William Haynes-Smith


Sir William Frederick Haynes-Smith was an English colonial administrator in the British Empire.

Early life

Haynes-Smith was born in Blackheath, Kent on 26 June 1839. He was the fourth son of Sir John Lucie-Smith, the Chief Justice of Jamaica, and the former Marie van Waterschoodt. Among his siblings was older brother Sir Alfred Lucie-Smith, who was also a colonial judge who married Mary Ross.

Career

He was called to the Bar by the Middle Temple in 1863, and shortly after was sent to British Guiana as Solicitor-General. In 1874, he was appointed Attorney-General.
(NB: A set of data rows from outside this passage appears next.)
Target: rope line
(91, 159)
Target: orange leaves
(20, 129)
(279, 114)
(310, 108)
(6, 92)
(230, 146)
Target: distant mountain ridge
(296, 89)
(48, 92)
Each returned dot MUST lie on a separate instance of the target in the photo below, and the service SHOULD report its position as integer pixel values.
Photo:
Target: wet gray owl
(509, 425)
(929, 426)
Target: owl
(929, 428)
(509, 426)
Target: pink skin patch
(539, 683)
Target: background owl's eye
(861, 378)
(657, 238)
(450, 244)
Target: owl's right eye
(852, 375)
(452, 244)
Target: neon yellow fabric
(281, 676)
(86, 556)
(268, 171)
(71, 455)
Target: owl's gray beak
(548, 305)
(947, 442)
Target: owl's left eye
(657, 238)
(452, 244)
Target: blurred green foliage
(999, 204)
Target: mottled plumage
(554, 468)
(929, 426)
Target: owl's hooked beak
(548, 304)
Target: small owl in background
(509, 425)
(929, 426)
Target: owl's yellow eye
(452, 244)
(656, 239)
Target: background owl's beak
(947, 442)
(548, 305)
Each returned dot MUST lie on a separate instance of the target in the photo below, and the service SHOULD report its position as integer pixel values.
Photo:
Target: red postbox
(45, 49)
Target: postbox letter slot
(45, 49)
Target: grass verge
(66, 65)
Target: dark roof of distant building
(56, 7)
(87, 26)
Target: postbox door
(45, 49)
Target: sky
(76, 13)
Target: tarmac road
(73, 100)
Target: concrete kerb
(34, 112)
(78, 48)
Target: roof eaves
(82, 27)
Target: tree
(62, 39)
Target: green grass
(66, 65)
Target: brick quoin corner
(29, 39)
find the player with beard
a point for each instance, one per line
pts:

A decade later, he served as acting Governor for a few months, which he also did 1887. In November 1888, he was appointed Governor of the Leeward Islands, followed by a transfer to the Bahamas in 1895. He served as High Commissioner of Cyprus from 1898 to 1904.
He was appointed a Companion of the Order of St Michael and St George in 1887, and knighted in the same order in 1890.

Personal life

In 1867, he was married to Ellen Parkinson White at Tunbridge Wells. Ellen was a daughter of English-born James Thomas White and Anne Gordon Hubbard. Ellen's aunt, Mary Greene Hubbard, was the second wife of Russell Sturgis, an American merchant and banker who was the head of Baring Brothers in London. Together, they were the parents of a son and a daughter:
In 1920, he purchased Brandon Park in Suffolk. He died at Turleigh Mill in Bradford-on-Avon, Wiltshire on 18 December 1928.

Descendants

Through his daughter Anne, he was a grandfather of Vice Admiral Sir Michael Villiers, the Fourth Sea Lord and Vice Controller of the Navy.